This is relatively easy to answer. There is no one equipment design that can be compliant for pharmaceutical manufacturing facilities. There are numerous pharmaceutical manufacturing processes, from dry granulation and tableting to fermentation or sterile filling. If you add manufacturing processes from chemical active ingredient production and the production of medical devices (from walking sticks to artificial heart valves), there are many more. And the product itself can also place a wide variety of demands on the production equipment. For example, it makes a big difference to the design of a facility whether the product to be manufactured must be sterile or non-sterile, or whether it is a high-potency product. However, a product or an intermediate product may also be sensitive to oxygen or moisture. This, of course, also affects the design of the equipment. On rare occasions, however, requirements of authorities in different countries may differ. For example, until recently, the method of manufacturing WFI (water for injection) was more heavily regulated in Europe than in the U.S. or Japan. In Europe, production was limited to distillation. A plant producing WFI by reverse osmosis, for example, would thus not have been GMPcompliant in Europe. In other countries, it is still not allowed today. The design of a plant therefore depends, among other things, on the intended use and the product to be manufactured. This knowledge lies with the manufacturer of the product, not with an authority. A "GMP authority" can therefore not take responsibility for the design of the equipment or confirm it as GMP-compliant by means of a "label" or certificate.

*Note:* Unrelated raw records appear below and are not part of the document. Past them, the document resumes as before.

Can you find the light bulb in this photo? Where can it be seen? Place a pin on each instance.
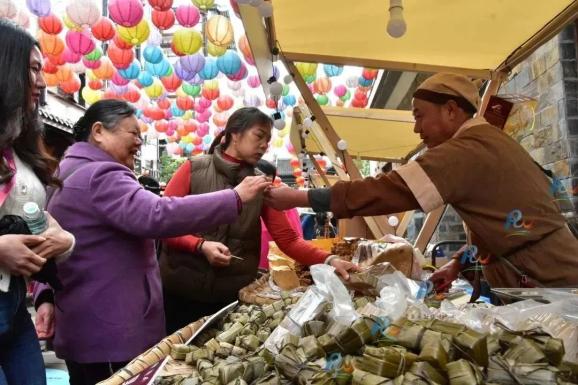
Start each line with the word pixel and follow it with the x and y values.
pixel 276 88
pixel 266 9
pixel 342 145
pixel 279 124
pixel 396 26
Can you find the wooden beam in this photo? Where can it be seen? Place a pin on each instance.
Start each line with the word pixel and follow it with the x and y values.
pixel 430 225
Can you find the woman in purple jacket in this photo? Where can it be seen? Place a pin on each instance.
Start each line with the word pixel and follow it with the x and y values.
pixel 110 308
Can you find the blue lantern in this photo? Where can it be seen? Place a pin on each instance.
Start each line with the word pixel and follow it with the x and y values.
pixel 229 63
pixel 153 54
pixel 210 69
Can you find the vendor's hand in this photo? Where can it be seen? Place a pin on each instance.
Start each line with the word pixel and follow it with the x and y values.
pixel 285 198
pixel 251 186
pixel 16 256
pixel 217 254
pixel 343 267
pixel 58 241
pixel 45 321
pixel 443 278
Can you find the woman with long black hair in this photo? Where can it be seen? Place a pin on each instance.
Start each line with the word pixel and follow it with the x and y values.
pixel 25 171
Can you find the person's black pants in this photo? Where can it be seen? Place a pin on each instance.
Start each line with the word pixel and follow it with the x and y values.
pixel 180 311
pixel 90 374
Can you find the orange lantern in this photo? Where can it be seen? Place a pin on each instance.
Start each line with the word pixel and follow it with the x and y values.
pixel 171 82
pixel 50 24
pixel 185 103
pixel 64 73
pixel 103 29
pixel 51 44
pixel 106 69
pixel 72 85
pixel 120 58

Let us return to the question: What is GMP-compliant equipment design?

In principle, this vague requirement can be broken down to four very obvious requirements for pharmaceutical manufacturing equipment:

1. the equipment must not have a negative impact on product quality
2. the equipment must be easy to clean
3. the equipment must comply with the applicable technical regulations
4. the equipment must be suitable for its purpose.

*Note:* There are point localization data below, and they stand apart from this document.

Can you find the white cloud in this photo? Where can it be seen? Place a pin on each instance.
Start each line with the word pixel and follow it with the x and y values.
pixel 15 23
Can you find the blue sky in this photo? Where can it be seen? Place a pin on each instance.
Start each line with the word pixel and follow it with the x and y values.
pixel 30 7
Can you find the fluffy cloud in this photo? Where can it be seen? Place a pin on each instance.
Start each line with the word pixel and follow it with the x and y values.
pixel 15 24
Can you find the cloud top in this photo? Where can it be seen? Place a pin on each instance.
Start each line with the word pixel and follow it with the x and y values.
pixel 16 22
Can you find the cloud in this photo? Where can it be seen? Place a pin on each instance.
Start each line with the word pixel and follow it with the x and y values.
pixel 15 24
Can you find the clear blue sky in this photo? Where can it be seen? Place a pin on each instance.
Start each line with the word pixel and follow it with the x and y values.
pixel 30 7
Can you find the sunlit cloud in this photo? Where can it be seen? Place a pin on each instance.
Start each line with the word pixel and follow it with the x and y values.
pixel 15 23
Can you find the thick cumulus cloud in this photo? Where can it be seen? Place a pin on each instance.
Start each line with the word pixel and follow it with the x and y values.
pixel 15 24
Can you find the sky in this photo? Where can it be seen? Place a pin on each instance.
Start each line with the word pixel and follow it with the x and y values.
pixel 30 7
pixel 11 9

These 4 points can also be found in different wording in numerous guidelines of GMP-relevant authorities, but are still so unspecific that they require further explanation.

What does "The system must not negatively influence the product quality" mean?

This means that there must be no interaction between the surfaces in contact with the product and the product itself that could negatively affect its quality. Substances may not be released by the system, nor may components of the product be adsorbed. Likewise, no chemical reactions may take place on the surface. The equipment must also not release any substances that could damage the quality of the product; the key words here are lubricants, rust or abrasion. The latter can probably never be 100% avoided, just as material exchange between an internal surface and the product will never be zero. The question here is rather what is tolerable without negatively affecting the product quality. This depends both on the type of material and thus the type of substances that can leak out, and on the type of product.

What does "the equipment must be easy to clean" mean?

There are two objectives here. Firstly, surfaces (in most cases the internal surfaces in contact with the product) should be smooth. Cleaning the equipment by wiping or rinsing is much easier and more effective with smooth surfaces than if the surface has grooves or cracks. For one, bacteria can survive well in these grooves and resist cleaning and even disinfection or sterilization, and product residues can also remain in grooves and gradually pass into subsequent products. This is referred to as cross contamination. The possible survival or remaining of microorganisms in cracks or grooves plays a role above all in the production of sterile pharmaceuticals. The problem here is that microorganisms, unlike chemical contaminants, can multiply. A handful of bacteria has become many millions after half a day, which can mean microbial contamination of the product manufactured in the facility. And even if no viable germs end up in the product at the end of the day, it is their metabolic products or cellular components that can cause major problems. A generally accepted value for surface roughness (the smoothness) is 0.8 μm. Seal sites can also be problematic, i.e., small gaps between the seal and the sealing site.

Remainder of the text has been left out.